So, how do we gain on-call experience while minimizing actual on-call duty? We create synthetic on-call experience using Game Days.

Game Day

Game Day is a well-known technique in Chaos Engineering, widely discussed by AWS, Stripe, Shopify, and many others:

“A Game Day simulates a failure or event to test systems, processes, and team responses. The purpose is to actually perform the actions the team would perform as if an exceptional event happened”
Game Day - AWS well-architected framework

The problem we identified with traditional Game Days is the significant difference in intensity between real production incidents, where there's immense pressure for a quick resolution, and the overly safe, learning-oriented atmosphere of a Game Day. To bridge this gap, we propose a framework for running Game Days that includes competitions between team members. This approach heightens the intensity and amplifies the benefits. Let’s dig in!

Competition Without Losers

We drew inspiration from a completely different field – machine learning, specifically neural networks. One common architecture in this domain is GANs (Generative Adversarial Networks). GANs are known for their ability to generate highly realistic data, such as images, videos, and audio, making them useful for applications like art creation and video game development.

GANs consist of two neural networks:

Generator: This network creates fake data that mimics the real data it's trained on.
Discriminator: This network evaluates both the real data and the data from the generator, trying to determine which is which.

GANs

The generator aims to fool the discriminator, while the discriminator improves at detecting fakes. At the end of the process, we get two specialized networks: the generator, which creates images that seem real, and the discriminator, which excels at detecting fake data.

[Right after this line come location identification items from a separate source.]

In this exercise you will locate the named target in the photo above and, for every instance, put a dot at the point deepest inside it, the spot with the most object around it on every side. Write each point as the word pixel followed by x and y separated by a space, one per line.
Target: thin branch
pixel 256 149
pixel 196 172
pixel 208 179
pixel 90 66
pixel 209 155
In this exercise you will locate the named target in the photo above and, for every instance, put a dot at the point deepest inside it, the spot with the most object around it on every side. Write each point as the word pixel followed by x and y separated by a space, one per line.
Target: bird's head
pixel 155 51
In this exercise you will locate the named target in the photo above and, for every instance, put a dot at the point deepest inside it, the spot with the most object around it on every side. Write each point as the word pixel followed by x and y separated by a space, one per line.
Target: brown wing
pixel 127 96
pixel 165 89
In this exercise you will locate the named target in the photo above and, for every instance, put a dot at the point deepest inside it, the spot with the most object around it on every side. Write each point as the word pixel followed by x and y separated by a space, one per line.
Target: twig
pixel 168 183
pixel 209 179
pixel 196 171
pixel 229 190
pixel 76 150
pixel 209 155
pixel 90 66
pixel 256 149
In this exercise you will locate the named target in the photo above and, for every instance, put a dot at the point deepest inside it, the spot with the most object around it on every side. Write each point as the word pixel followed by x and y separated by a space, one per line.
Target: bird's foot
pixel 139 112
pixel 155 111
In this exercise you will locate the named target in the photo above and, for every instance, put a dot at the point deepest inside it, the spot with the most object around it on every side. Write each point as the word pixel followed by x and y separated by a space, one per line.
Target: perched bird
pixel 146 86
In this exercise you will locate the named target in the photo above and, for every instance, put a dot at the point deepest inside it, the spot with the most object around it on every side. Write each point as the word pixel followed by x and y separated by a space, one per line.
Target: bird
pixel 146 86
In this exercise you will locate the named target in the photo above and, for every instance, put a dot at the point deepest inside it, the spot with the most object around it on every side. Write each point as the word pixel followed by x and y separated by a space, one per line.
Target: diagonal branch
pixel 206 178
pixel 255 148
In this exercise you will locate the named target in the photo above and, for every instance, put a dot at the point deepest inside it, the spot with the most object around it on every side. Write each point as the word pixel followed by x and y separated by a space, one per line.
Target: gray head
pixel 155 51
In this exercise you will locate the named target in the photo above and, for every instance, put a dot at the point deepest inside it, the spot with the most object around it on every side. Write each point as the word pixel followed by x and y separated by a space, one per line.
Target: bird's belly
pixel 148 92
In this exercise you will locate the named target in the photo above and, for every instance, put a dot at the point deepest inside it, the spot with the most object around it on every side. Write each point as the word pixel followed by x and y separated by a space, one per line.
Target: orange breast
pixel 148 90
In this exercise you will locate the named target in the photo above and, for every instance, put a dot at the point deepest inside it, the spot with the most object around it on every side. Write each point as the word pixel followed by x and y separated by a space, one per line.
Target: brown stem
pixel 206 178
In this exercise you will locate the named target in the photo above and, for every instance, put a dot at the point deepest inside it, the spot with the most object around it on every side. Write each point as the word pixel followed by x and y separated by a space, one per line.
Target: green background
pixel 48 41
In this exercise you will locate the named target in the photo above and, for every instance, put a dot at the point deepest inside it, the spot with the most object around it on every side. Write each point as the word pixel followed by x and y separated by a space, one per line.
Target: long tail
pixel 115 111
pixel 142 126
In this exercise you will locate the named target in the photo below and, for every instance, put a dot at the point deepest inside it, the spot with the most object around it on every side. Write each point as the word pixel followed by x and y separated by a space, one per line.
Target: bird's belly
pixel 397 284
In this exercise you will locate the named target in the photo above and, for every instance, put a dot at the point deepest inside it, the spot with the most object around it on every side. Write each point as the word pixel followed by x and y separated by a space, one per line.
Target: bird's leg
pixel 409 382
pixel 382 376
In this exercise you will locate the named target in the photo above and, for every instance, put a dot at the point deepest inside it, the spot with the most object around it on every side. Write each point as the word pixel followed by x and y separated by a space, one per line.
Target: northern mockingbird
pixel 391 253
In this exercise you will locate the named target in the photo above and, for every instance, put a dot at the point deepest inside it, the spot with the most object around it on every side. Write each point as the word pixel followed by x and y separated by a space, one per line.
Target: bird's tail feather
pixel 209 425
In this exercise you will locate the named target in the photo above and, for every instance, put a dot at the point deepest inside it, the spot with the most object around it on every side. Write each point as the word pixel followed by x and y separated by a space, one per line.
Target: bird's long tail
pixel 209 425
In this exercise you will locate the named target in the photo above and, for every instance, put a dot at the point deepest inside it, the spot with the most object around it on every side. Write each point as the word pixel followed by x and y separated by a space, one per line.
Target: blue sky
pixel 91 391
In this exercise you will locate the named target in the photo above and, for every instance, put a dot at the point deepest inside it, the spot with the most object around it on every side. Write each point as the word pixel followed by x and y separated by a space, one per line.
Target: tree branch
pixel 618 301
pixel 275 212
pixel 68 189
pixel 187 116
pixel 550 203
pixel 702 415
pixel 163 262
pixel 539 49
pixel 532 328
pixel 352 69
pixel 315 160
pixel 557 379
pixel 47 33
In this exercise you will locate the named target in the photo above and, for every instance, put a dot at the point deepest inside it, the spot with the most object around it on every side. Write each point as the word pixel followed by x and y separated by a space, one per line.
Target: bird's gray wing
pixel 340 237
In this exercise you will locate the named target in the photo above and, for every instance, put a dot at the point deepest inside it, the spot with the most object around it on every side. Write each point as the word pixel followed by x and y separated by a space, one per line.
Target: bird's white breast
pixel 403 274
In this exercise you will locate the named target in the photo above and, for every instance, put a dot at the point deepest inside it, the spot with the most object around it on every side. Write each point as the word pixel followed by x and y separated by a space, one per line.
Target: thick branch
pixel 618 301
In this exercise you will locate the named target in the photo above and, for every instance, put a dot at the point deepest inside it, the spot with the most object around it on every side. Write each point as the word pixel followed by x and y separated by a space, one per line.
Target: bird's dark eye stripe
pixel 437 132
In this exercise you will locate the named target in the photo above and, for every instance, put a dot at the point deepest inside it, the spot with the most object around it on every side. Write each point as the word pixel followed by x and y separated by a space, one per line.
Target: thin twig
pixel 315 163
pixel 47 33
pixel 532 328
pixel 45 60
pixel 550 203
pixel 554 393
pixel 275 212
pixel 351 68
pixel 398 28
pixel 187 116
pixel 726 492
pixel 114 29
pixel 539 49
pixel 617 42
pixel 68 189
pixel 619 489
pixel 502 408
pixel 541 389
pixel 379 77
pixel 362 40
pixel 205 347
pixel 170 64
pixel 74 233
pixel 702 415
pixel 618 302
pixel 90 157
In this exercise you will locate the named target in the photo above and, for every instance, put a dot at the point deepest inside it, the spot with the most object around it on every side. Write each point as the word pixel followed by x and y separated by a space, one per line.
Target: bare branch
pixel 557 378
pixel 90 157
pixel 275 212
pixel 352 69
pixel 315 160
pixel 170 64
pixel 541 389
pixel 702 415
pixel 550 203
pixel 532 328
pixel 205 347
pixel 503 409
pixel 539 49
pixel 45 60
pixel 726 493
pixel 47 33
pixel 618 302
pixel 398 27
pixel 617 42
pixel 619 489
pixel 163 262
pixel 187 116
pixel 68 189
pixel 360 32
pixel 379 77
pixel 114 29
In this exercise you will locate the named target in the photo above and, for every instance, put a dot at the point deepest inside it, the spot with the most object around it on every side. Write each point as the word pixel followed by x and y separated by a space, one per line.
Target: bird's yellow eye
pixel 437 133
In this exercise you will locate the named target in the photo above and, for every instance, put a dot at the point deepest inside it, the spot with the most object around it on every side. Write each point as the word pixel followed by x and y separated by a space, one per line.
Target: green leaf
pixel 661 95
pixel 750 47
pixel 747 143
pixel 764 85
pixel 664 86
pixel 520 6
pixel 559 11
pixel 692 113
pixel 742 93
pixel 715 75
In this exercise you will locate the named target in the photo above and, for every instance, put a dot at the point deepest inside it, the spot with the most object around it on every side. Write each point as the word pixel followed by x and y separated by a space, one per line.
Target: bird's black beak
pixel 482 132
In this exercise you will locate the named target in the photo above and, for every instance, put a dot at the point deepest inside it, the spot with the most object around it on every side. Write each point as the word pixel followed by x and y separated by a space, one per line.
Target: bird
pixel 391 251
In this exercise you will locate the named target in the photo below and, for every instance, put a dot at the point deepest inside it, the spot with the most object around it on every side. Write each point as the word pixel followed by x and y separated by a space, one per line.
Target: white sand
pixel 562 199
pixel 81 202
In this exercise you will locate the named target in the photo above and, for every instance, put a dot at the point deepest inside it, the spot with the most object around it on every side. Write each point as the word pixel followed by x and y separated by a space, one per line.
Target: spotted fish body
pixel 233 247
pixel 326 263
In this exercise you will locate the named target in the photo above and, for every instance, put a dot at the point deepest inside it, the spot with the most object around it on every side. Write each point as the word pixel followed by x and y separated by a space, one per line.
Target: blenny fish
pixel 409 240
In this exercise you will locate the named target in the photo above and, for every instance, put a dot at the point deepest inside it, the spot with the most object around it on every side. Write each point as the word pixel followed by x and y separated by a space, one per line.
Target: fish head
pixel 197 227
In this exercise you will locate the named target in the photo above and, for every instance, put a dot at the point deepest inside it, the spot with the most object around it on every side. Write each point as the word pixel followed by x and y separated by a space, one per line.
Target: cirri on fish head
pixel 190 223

We aimed to replicate GANs' core principle: using adversarial dynamics to drive improvement for both sides in the relevant domain. Competition without losers.

High-Stakes Training

We aim to leverage competition to address the lack of intensity in Game Day. This is achieved by pairing team members into disruptor and on-call roles. The goal is to immerse the on-call member in a high-intensity environment during their participation in the game.

As a team, we gather to observe them as they attempt to resolve the simulated incident. While it's undeniably stressful to debug under the watchful eyes of your teammates, it's crucial to experience this pressure without risking production. It's important to note that there are no losers in this exercise, and our intention isn't to frustrate the on-call participant. If the on-call struggles, the team steps in to provide assistance.

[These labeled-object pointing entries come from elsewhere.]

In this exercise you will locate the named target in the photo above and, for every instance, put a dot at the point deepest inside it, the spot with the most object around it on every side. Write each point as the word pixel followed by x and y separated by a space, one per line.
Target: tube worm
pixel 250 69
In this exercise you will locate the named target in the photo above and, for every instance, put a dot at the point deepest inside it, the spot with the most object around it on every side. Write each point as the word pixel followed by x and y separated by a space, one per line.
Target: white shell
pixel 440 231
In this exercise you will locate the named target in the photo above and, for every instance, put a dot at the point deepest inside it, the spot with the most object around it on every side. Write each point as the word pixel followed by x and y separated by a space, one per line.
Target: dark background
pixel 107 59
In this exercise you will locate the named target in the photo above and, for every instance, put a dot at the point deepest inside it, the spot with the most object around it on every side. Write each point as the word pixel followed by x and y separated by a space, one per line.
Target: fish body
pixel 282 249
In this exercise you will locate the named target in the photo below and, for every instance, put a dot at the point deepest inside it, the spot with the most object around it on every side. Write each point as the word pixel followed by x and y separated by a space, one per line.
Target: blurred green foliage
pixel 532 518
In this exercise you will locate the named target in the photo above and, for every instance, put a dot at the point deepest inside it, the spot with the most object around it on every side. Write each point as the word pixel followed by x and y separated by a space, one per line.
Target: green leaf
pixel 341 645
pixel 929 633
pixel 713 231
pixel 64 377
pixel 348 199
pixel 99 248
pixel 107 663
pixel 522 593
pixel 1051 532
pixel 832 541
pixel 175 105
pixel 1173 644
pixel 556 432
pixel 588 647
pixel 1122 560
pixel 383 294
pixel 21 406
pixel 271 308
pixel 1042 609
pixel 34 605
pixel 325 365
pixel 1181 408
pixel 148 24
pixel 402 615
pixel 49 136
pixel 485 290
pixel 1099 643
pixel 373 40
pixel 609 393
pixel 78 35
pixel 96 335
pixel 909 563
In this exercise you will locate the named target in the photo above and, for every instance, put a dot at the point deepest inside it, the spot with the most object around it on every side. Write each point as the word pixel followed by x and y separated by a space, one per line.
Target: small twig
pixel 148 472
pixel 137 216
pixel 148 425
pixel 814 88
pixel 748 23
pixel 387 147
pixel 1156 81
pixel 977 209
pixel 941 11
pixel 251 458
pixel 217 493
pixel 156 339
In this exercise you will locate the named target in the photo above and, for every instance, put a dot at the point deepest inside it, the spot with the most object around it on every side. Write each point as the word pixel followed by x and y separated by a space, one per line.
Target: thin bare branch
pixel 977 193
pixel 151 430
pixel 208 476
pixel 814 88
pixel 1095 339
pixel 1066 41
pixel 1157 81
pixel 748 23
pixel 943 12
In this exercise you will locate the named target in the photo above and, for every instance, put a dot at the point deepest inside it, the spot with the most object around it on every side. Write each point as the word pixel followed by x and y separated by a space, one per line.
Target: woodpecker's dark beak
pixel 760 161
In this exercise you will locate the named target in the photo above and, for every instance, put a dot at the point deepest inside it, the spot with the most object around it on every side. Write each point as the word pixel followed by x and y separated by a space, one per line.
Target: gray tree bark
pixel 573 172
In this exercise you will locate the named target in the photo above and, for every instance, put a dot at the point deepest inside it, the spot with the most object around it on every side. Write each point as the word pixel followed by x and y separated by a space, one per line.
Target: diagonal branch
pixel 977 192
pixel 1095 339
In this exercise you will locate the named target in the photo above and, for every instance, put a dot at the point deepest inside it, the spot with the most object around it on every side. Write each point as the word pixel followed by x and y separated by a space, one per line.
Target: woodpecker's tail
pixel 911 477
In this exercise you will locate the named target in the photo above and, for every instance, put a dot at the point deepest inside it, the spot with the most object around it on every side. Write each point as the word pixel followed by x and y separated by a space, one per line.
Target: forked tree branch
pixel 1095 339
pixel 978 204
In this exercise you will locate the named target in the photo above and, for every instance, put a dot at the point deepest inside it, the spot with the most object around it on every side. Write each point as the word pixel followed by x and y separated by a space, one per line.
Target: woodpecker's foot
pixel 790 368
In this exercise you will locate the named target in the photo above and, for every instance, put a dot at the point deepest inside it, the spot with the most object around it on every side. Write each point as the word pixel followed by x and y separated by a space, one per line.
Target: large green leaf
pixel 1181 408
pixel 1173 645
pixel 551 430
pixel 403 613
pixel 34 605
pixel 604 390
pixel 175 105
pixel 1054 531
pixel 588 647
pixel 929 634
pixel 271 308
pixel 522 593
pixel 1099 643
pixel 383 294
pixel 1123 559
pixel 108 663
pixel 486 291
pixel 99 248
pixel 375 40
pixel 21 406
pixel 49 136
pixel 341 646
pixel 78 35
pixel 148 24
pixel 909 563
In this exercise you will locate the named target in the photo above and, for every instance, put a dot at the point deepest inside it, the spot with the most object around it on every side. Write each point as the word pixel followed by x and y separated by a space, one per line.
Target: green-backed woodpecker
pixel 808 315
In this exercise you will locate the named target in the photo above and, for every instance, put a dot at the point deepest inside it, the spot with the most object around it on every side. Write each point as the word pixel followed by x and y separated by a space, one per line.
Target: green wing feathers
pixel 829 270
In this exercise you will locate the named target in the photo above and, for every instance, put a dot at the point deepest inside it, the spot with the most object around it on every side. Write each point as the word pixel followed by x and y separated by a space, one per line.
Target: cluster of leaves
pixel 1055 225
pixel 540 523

Finding the right balance between offering support and allowing the on-call to manage independently is crucial. However, we trust the team to navigate this effectively, and with more Game Day experience, the team will surely find the right balance.

Safety First

One of the critical challenges we faced was ensuring that these games had no impact on our live production environment while still simulating real-world conditions as closely as possible.

To achieve this, we leveraged our Infrastructure as Code (IaC) capabilities to create a complete clone of our production stack in a separate AWS region. This included everything from DNS configurations to databases, dashboards, and alerts. By doing so, we created an environment that is identical to our production stack but completely isolated, ensuring that any actions taken during the game would not affect our live services. The only differences between the stacks were the data in the databases and the scale of the services.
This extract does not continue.